What if a person has a personal belief that vaccines cause autism? That’s an opportunity for them to choose a different vaccine that may be less likely to be harmful. There are plenty of vaccines, including the MMR vaccine, that are considered safe and effective, that don’t cause autism. But we’ll never know that for sure.
Even if you’re just deciding whether to vaccinate a child, or whether to vaccinate a child when it’s just a single dose, a risk exists that vaccines will cause harm or illness. You may have been vaccinated against a disease, so you know about the risk. If you’ve never been vaccinated against a disease, you’re really not as aware of the risk. You’re probably not as aware of the risk of getting a disease, like measles.

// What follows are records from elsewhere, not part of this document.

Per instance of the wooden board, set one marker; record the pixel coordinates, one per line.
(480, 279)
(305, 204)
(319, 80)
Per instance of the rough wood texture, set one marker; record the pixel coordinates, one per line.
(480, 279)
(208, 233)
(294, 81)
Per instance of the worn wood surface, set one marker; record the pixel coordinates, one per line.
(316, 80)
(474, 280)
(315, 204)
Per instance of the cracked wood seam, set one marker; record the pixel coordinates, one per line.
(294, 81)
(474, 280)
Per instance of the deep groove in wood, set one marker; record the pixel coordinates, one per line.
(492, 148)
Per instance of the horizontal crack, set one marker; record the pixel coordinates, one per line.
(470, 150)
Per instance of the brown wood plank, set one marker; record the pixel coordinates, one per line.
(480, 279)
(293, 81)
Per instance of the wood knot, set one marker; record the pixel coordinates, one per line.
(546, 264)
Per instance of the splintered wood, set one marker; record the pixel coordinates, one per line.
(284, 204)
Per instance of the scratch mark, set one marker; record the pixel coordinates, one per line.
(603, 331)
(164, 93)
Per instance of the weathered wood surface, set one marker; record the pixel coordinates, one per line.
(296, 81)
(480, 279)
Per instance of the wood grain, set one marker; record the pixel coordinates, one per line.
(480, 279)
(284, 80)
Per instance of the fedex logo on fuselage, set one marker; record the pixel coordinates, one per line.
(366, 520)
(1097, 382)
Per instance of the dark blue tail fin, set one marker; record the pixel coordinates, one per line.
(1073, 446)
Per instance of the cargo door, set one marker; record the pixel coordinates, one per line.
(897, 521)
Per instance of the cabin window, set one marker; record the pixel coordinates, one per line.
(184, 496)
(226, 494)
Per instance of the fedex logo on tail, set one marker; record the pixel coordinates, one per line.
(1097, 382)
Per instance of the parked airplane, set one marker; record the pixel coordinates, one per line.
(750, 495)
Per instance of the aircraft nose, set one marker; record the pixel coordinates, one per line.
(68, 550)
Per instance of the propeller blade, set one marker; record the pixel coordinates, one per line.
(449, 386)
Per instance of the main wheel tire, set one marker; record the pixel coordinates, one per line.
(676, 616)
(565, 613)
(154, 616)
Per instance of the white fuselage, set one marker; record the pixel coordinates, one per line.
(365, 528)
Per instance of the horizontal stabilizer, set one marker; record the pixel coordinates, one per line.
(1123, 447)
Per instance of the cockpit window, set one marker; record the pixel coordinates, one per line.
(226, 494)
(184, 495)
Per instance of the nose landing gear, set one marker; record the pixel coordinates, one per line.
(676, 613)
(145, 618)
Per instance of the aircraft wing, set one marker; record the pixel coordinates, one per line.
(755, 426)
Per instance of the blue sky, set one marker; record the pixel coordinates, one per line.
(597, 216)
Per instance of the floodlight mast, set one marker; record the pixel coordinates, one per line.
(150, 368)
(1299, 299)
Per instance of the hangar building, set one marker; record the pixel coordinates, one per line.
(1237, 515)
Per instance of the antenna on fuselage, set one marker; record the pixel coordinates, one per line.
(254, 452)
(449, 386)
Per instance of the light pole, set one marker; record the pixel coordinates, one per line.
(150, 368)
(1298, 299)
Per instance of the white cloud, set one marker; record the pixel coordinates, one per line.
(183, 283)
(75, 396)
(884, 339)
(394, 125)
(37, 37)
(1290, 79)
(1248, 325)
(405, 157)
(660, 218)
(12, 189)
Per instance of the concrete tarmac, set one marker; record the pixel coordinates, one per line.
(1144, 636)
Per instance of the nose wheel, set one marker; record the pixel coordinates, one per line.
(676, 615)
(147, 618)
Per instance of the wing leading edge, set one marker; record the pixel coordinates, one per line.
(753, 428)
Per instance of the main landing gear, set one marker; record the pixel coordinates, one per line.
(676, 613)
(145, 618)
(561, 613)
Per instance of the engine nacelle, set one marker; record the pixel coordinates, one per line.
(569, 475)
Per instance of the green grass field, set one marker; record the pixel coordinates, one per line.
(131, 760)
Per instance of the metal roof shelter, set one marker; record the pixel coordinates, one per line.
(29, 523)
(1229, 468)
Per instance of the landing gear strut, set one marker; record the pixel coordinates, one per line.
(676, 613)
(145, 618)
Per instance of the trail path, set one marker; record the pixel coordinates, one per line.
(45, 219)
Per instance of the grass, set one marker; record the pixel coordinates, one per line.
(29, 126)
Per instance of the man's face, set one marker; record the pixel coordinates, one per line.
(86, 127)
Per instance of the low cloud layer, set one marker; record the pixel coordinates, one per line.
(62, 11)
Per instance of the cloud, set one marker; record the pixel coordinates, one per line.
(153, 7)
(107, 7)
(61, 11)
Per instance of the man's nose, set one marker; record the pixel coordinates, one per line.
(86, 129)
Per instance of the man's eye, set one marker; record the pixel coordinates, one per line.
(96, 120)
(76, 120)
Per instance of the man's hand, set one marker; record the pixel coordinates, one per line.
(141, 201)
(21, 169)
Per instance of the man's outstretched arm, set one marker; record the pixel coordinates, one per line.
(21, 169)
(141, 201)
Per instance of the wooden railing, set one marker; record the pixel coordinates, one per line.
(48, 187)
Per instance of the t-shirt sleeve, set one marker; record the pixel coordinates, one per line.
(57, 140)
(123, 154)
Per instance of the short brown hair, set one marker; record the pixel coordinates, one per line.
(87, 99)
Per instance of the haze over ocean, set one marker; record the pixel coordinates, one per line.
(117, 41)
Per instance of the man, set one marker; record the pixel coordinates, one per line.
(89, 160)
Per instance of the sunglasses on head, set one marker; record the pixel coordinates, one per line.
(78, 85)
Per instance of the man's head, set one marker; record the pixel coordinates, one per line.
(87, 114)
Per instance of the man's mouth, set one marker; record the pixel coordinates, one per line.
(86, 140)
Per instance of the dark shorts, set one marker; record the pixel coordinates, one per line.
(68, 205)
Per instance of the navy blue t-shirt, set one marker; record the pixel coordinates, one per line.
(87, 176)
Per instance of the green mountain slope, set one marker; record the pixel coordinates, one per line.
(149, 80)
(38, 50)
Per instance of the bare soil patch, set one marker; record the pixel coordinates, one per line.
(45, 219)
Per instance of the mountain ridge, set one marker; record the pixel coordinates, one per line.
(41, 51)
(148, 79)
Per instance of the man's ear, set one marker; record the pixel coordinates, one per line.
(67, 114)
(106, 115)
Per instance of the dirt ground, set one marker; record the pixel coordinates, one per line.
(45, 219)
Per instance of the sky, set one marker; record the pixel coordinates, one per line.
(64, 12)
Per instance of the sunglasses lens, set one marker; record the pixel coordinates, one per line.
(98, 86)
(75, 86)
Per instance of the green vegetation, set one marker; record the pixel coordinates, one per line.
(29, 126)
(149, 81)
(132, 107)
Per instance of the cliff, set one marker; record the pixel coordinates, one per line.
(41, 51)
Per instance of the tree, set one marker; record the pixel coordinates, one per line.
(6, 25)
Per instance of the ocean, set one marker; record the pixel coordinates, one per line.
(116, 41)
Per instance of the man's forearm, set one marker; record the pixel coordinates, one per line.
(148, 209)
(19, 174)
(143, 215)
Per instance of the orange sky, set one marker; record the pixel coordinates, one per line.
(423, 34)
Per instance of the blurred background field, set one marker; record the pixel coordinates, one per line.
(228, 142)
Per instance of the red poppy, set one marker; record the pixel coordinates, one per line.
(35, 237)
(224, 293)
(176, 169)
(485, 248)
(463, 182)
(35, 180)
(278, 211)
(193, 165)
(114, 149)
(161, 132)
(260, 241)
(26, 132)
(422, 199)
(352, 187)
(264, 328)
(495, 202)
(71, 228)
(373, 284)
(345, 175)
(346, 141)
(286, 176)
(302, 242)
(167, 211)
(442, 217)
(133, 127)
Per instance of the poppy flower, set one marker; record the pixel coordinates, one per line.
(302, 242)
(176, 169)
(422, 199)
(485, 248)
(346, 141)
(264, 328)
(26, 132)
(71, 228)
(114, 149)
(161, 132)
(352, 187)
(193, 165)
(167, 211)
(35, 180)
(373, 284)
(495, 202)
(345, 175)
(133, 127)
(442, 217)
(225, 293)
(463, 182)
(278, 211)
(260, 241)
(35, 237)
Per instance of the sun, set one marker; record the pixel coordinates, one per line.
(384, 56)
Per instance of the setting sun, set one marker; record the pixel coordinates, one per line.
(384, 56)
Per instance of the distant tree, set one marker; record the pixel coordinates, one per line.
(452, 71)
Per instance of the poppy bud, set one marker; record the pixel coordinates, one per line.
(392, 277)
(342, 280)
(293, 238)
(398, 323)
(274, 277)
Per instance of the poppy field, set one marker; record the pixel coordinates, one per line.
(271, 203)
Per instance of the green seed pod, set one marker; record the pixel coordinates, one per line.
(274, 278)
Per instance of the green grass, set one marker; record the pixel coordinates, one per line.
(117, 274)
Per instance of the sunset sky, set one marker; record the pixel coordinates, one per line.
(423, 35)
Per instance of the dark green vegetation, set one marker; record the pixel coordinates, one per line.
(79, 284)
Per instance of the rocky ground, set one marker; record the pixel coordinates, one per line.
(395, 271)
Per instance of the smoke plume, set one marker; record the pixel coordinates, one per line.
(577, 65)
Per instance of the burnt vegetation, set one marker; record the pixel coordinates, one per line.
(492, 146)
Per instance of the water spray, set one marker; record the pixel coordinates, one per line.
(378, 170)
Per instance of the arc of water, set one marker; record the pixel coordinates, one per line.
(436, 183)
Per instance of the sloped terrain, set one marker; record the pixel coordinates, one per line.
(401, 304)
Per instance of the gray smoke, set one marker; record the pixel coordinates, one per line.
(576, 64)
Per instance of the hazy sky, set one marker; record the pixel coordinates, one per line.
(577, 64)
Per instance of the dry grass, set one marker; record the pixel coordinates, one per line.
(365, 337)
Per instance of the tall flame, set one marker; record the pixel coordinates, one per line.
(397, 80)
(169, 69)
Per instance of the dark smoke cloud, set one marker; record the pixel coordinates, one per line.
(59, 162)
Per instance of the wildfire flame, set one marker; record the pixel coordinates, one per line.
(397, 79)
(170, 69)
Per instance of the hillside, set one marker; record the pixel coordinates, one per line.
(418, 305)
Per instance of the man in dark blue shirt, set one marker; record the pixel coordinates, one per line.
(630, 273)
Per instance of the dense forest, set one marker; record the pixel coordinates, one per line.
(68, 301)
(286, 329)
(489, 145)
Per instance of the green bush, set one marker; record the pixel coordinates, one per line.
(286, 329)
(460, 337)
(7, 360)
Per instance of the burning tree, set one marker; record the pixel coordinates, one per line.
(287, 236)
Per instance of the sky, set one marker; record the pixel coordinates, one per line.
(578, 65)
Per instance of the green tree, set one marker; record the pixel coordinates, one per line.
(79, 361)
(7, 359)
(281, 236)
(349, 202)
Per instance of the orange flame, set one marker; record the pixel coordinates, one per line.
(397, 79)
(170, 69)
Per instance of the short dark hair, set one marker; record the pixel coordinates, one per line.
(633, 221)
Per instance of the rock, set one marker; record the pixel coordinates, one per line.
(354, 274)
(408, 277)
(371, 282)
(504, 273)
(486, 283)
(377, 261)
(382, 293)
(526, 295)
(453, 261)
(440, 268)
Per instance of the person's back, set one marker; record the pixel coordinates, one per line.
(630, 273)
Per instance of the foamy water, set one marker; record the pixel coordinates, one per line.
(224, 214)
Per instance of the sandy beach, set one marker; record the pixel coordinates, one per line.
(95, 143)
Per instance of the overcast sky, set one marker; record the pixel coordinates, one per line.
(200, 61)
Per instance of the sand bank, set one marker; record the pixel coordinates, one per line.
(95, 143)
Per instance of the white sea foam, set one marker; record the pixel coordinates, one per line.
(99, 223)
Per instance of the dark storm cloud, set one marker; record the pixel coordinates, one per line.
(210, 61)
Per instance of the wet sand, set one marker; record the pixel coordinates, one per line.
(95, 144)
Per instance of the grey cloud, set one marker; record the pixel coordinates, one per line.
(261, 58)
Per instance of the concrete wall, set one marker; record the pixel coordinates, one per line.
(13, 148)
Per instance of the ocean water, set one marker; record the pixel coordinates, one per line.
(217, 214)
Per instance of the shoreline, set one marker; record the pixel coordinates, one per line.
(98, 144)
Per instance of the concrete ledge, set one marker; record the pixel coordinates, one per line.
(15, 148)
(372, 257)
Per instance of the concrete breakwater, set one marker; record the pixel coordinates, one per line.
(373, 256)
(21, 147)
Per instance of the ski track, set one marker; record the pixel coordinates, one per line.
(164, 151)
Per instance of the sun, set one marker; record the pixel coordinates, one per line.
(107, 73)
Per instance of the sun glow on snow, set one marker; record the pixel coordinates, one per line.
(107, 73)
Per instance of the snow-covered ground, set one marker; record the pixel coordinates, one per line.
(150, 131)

People can change their minds about vaccination. They don’t always need medical advice. Sometimes they change because they’ve seen a doctor or got an immunization. And sometimes people change their mind because they’ve changed in their personal beliefs.
That’s a personal decision, and you should know that.
Science isn’t against your personal beliefs. Science isn’t fighting for your beliefs.
Science is taking on new research, new studies, new studies that show vaccines are safe. Science is researching whether vaccines cause autism or whether vaccines cause an adverse reaction. Science is researching whether vaccinations cause an illness, a specific disease or a specific injury. Science is addressing myths about vaccines. Science is taking on all of these issues.
You have the ability to decide what vaccines you want to be vaccinated with. It’s your personal choice.
You can decide not to vaccinate.
You can choose to take risks.
And you can make personal decisions, and personal beliefs that are important to you.
The thing is, your beliefs aren’t important. There’s no rule that says your personal beliefs or your personal beliefs about vaccines are inherently more valid. They’re not.
Here’s what is important: Vaccinations work.
There’s no real evidence vaccines cause autism or a specific disease.
Vaccines are generally safe and effective.
Infectious diseases like measles are pretty scary.
Lots of people get a disease like measles or an injury from vaccinations.
Lots of people can have serious, negative reactions to vaccinations.
But it’s your choice. You have the freedom to choose to be vaccinated, to get a vaccine, and to follow your personal beliefs. Vaccinations are in your control. They’re not in the hands of someone else.